As to Google's complaints (the 49 page diatribe isn't linked by that article, so I can't read it in detail from there) about Microsoft not making it easy to add in their search engine features to Microsoft's search dialogs (which, if I'm not mistaken, are part of Vista Explorer, which is the same thing as BeOS's Tracker with the closest equivalent being queries and their dialogs) as stated by that article.

Well, if Google really wants to provide something they think is improved over what Vista provides, consider this: Windows NT derivatives have always allowed you to create your own GUI shell (Explorer) to replace whatever Microsoft provides, and that's fully documented, including how to create a new login method. I know, because I've done that at my last employer in Indianapolis, and I studied that.

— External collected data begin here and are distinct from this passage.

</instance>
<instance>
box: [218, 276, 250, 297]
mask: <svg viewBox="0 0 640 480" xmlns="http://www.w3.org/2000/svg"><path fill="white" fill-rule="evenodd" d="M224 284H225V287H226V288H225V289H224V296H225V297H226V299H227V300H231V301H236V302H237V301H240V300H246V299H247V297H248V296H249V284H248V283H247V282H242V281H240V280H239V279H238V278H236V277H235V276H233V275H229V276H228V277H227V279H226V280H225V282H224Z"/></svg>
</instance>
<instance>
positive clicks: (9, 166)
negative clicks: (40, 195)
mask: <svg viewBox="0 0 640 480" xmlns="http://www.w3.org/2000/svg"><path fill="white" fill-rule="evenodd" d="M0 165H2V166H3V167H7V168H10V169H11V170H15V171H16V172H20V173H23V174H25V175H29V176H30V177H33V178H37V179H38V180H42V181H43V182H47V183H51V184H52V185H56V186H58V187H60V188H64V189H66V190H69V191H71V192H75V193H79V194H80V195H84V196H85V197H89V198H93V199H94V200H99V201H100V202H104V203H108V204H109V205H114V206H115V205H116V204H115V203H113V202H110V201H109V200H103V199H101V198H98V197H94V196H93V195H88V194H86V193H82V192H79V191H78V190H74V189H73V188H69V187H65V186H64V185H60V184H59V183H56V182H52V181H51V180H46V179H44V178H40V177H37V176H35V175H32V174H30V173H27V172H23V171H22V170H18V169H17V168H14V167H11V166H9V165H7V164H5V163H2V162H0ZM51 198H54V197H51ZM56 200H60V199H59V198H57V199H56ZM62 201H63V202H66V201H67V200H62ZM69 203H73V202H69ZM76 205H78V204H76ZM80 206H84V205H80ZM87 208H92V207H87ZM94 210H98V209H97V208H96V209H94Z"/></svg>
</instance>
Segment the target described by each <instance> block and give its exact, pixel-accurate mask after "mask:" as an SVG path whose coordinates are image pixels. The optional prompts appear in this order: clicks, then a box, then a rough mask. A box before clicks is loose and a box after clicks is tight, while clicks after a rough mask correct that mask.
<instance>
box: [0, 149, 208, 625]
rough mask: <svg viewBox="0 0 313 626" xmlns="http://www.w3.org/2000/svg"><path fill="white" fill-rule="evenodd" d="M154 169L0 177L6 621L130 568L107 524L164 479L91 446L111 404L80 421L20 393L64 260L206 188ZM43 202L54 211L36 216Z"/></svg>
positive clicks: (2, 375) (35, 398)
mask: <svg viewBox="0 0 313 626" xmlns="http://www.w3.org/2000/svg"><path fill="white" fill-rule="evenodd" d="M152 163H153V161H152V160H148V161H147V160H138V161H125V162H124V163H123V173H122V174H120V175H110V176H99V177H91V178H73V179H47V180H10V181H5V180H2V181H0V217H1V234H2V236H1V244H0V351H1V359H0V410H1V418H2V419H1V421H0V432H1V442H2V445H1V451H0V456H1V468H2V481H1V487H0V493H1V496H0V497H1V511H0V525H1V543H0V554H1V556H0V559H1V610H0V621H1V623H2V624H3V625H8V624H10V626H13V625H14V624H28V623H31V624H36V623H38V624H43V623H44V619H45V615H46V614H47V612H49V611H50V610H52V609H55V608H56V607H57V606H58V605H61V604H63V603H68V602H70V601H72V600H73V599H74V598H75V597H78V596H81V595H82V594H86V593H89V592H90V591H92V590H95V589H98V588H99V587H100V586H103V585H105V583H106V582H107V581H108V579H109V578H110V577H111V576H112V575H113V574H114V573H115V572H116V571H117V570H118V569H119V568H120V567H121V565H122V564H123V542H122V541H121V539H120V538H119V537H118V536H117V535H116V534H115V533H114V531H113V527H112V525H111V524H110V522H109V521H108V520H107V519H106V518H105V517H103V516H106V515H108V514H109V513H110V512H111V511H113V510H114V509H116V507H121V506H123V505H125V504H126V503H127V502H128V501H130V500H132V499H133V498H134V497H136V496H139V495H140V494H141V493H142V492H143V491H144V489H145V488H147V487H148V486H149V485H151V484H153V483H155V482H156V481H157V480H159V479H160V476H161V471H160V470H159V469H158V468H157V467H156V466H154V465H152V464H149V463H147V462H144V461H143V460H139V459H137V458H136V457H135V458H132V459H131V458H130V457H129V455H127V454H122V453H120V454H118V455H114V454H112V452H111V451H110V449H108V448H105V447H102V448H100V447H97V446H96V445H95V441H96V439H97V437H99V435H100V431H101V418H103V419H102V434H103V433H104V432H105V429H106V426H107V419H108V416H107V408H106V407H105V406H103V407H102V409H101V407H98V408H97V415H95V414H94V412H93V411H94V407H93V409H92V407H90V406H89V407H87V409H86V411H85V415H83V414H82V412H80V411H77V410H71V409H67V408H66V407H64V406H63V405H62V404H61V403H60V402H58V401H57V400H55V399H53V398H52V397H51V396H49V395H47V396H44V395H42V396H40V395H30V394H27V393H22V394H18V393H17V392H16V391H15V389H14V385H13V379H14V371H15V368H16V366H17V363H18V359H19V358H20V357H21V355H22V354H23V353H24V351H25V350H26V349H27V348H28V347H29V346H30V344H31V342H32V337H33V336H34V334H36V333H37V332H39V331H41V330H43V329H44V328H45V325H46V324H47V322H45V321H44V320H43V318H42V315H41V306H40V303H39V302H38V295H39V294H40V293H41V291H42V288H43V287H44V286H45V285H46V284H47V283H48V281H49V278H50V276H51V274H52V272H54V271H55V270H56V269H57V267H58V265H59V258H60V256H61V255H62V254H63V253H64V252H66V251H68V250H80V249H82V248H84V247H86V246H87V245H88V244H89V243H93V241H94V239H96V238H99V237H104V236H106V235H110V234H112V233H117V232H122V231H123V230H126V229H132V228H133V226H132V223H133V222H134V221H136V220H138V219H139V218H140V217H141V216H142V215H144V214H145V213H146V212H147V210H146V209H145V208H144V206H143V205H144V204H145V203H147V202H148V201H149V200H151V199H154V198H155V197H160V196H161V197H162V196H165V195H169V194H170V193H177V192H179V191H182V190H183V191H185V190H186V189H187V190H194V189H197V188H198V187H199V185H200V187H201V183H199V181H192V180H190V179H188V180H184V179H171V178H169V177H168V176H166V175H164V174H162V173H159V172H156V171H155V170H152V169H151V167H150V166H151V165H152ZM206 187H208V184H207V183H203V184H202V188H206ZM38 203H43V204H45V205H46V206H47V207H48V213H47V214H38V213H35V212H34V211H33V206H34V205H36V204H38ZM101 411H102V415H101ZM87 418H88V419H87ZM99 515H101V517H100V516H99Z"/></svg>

If Google's "All that, and a bag of microchips" and they've truly got something superior for a user experience, it's not justice for them to expect to have someone else provide all the engineering time and money to provide them that platform to build from, when they can build their own. If they provided a "Google Explorer" they then have full control from top-bottom for results the user sees and experiences.

Besides, from a personal perspective, I've not seen any ISP software that's added to a system ever be worth as much hassle as it causes, as it often isn't as stable as the standard OS provides. The less software you have between you and your data, the better off you will be, all other things being equal.